I repeat, political expression on campus is not illegal. There are no laws against political expression on campus. The content of the speech cannot be questioned, but time and place can be controlled. In other words, "you can't say that here, but you can say that over there." Check with the Supreme Court.

i-History said...

I have asked _SIU_ to check with Supreme Court repeatedly, yet the university has to be dragged into Court to follow the law. What you say might be true in theory but not "as applied" at SIUC.

Ask the Christian Legal Society why they had to sue for their 1st amendment rights -- and won an important religious freedom precedent at the 7th Circuit Court.

Ask why the drafters of the sexual harassment code leave out the Supreme Court's language "severe, persistent, or pervasive" from the Davis v. Monroe (1999) decision.

What good are your rights as determined by the high court if you have to keep suing and filing complaints with the university? "Honored in the breach" comes to mind.

i-History said...

PS: Add the DOJ consent decree: SIU Legal Counsel conceded that the statewide program of race-exclusive scholarships could not withstand legal challenge under the Supreme Court's ruling in the Gratz and Grutter cases (2003).

The prior legal counsel (Peter Ruger) said SIU had to change. As a member of the Affirmative Action Advisory Committee, I stated that SIU needed to change its civil rights policies. The SIU reaction? "Go away."

Do you see a pattern?

Anonymous said...

A pattern, yes. But your headline says, "VICTORY! Political Expression IS Legal on Campus."

I don't want to nitpik with a university professor, much less one who sees himself as some sort of freedom fighter for the First Amendment, but political expression on campus has never been illegal. And you claim victory because of a statement issued by the U of I President. Well, if that is your definition of victory...keep up the fight!

i-History said...

Obviously, my friend, you didn't note the sarcasm in the title or the first line of my blog entry. I suppose that is lost on some.

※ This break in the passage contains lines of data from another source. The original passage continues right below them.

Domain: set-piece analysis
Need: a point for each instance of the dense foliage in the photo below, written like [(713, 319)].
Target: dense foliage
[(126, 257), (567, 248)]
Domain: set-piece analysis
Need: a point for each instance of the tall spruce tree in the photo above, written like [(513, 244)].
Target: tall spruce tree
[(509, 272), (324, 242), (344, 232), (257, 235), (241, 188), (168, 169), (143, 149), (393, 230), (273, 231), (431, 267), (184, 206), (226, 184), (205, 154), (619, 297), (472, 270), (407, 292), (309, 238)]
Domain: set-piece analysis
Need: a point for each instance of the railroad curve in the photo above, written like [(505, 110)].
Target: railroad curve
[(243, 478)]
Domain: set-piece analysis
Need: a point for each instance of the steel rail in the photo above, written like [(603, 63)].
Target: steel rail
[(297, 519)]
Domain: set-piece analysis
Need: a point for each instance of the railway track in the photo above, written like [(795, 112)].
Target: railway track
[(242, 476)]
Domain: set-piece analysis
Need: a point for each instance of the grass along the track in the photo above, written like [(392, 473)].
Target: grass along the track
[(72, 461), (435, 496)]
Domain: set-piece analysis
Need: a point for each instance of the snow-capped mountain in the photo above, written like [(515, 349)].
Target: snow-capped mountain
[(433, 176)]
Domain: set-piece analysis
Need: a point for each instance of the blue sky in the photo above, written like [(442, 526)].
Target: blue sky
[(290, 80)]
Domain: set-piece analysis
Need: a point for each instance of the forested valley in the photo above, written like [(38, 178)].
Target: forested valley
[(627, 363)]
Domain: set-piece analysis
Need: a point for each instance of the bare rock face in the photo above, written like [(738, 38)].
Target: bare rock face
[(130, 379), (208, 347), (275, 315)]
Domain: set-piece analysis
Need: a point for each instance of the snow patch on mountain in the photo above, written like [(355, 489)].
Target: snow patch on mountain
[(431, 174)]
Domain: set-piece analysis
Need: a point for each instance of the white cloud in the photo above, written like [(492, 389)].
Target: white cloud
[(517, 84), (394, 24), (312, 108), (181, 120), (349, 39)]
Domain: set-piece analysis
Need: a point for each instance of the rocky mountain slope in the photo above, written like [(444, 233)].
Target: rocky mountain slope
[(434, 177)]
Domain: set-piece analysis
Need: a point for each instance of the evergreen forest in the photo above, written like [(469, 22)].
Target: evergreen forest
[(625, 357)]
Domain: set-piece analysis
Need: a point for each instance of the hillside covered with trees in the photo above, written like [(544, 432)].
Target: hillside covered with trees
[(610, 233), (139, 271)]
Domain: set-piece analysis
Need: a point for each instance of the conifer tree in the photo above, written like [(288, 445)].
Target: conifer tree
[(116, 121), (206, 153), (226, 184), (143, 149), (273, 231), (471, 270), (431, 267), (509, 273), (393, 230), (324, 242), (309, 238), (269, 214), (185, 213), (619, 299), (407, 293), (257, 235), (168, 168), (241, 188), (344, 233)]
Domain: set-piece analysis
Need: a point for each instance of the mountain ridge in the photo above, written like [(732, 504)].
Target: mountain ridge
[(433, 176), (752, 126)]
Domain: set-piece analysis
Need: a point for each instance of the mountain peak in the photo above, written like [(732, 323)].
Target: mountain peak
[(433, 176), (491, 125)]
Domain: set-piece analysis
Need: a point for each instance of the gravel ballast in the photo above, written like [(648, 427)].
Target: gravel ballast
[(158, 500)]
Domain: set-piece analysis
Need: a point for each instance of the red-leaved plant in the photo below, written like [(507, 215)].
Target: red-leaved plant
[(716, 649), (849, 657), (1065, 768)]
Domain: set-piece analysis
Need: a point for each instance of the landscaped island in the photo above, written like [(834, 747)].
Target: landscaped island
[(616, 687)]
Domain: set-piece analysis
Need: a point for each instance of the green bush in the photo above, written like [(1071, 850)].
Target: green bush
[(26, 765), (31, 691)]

You obviously didn't appreciate the earlier, more substantial victories on campus I cited -- none of which would have happened if folks like you said "we already have those rights." Yeah, right. Anyway, this is a pissing match where there are no specifics on the other side, so I'll let you believe whatever it is you believe. If this is the "best of all possible worlds," then "be happy!"

Let's hear from *others*, because I have a book to write and two other blogs. I'll end with the Clash:

"You have the right to free speech. As long as you're not dumb enough to actually try it."